Brunch generation

A sunny Sunday at Beat-inspired breakfast joint

Bongo Benedict

Bongo Benedict

PHOTO Courtesy of beatniks

Beatniks Coffee House & Breakfast Joint
1387 E. Eighth St.
894-2800
www.chicobeatniks.com
Hours: Monday-Friday, 6 a.m.-3 p.m.; Saturday-Sunday, 7 a.m.-2 p.m.

We arrived for brunch at Beatniks Coffee House & Breakfast Joint (stop No. 2 on what will be an ongoing tour of local brunch spots in the coming months) on a sunny Sunday afternoon. We pulled into the winding parking lot the café shares with several other businesses between Eighth and Ninth streets just a bit after 1 p.m. Thanks to the glorious weather, a cheerful and colorful multitude of diners occupied the outdoor seating area in front of the restaurant, lounging in the sun at an array of black steel-mesh tables comfortably scattered across the large concrete patio.

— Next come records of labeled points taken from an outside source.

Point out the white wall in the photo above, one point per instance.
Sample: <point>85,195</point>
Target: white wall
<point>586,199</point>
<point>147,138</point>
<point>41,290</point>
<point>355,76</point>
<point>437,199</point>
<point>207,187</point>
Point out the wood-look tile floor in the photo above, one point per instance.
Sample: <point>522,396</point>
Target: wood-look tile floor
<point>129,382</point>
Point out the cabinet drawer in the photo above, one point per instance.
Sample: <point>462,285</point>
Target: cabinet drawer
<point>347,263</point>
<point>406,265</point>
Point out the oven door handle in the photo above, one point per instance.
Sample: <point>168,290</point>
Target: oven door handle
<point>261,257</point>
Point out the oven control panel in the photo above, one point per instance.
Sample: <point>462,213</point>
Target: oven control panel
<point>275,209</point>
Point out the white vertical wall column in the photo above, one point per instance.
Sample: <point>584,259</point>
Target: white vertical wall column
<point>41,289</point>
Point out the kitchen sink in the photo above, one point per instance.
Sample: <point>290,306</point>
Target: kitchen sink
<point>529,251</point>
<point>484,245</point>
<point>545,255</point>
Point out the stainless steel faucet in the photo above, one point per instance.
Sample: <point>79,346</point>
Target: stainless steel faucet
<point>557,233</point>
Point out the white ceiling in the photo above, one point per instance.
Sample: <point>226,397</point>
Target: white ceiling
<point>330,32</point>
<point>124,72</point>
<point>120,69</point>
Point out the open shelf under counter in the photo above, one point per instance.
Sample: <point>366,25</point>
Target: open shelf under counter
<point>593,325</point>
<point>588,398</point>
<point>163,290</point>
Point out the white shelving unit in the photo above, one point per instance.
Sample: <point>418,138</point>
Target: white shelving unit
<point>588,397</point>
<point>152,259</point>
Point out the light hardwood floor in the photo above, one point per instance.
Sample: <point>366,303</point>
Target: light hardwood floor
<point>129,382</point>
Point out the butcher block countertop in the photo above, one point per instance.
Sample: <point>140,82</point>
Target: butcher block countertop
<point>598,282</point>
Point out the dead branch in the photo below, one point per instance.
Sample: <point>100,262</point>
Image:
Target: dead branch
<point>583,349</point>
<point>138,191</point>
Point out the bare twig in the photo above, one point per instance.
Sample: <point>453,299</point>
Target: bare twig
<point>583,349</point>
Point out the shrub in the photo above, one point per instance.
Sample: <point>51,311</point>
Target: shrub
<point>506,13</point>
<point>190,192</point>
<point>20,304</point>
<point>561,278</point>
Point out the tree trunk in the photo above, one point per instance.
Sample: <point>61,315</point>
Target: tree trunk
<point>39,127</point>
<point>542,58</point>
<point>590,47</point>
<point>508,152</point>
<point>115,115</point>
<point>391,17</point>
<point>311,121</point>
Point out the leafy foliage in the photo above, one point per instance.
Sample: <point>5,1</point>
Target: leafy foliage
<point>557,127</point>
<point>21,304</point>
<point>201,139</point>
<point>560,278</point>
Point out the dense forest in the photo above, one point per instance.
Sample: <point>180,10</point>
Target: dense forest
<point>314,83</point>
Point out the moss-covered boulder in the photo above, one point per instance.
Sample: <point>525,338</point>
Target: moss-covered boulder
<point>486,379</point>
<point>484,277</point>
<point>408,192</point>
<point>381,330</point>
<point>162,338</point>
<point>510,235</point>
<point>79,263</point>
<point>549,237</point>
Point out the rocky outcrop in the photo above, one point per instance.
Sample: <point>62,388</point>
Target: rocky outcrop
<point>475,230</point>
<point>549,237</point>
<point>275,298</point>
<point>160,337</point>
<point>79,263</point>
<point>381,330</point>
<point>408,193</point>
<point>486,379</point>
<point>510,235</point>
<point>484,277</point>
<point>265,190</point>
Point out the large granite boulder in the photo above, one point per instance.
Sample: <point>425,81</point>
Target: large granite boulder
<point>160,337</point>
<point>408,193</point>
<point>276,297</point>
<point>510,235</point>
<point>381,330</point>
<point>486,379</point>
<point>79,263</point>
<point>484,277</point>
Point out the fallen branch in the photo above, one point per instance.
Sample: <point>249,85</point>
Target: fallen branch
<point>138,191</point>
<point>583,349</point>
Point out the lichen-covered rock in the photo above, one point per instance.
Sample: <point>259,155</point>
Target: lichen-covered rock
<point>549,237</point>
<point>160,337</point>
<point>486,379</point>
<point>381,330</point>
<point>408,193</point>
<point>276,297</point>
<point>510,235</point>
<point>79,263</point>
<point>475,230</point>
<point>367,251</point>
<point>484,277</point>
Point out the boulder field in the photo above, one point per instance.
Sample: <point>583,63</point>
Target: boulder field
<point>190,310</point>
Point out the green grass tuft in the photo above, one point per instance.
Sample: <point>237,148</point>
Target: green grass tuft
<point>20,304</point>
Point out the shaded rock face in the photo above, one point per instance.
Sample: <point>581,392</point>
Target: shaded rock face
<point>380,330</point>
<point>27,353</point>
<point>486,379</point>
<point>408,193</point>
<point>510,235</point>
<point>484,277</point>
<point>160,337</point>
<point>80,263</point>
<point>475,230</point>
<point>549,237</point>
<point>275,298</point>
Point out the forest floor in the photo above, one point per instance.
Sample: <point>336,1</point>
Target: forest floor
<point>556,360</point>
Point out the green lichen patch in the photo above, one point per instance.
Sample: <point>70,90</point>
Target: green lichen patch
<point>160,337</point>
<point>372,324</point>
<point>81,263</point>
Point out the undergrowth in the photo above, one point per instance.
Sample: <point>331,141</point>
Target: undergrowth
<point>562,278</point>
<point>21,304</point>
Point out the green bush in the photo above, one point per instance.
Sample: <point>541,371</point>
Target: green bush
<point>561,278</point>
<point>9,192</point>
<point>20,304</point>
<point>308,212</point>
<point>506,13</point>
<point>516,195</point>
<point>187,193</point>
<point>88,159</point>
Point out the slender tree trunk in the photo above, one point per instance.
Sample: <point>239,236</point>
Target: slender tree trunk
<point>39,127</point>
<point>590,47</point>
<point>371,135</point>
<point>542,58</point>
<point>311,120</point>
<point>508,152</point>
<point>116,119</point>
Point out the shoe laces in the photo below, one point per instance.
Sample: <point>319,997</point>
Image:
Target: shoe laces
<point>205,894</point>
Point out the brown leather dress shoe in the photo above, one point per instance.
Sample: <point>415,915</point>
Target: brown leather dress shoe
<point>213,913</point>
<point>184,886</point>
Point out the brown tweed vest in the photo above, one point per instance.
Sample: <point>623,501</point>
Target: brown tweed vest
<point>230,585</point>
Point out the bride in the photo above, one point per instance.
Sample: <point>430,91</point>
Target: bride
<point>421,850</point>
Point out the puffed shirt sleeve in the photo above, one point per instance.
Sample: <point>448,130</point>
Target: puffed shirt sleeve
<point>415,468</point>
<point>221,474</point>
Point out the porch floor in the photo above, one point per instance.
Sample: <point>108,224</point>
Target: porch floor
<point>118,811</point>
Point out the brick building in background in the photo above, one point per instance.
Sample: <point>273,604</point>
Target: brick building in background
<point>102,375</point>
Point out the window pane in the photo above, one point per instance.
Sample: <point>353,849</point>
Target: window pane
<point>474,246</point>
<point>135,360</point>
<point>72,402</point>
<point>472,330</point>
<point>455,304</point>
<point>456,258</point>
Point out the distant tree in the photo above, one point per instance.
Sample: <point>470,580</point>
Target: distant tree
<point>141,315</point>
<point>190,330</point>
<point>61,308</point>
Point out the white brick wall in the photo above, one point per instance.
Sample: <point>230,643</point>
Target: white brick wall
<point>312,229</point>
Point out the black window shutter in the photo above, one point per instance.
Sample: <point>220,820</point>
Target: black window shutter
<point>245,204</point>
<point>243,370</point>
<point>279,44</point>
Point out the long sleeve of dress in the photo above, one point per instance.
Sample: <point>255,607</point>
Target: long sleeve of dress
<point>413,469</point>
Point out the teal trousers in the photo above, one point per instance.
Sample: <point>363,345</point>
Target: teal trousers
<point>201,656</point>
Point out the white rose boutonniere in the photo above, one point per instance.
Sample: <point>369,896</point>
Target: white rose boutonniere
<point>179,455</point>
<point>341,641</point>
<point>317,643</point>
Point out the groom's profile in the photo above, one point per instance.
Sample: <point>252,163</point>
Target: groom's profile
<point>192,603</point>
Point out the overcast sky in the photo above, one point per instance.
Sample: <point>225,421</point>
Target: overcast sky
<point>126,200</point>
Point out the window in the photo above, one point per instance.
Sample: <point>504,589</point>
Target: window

Inside, the spacious café is highlighted by intricate stained-glass nature scenes hanging against the plate-glass windows and a selection of paintings decorating the walls. A smiling server directed us to the ordering station beneath blackboards displaying the menu items and specials, many named for Beats and other counterculture icons of the 1950s and 1960s—the Dobie Gillis, the Jack Kerouac Florentine, etc. My friend Missy and I ordered the Bongo Benedict ($10.50). Our brunch partners, Jeffy and Nevada, ordered, respectively, the special frittata ($10.50) and the Wavy Gravy ($9.50), the latter featuring house-baked biscuits with sausage gravy plus two eggs.

We retired to the outdoor dining area, where Missy had commandeered a recently vacated table for four. Coffees ($2.50, including refills) and waters were self-serve, and our adult beverages—one Sierra Nevada Hop Hunter IPA and one mimosa, served with an empty tall flute, orange juice in a carafe and a split of sparkling wine—arrived promptly, followed in short order by our attractively plated breakfasts.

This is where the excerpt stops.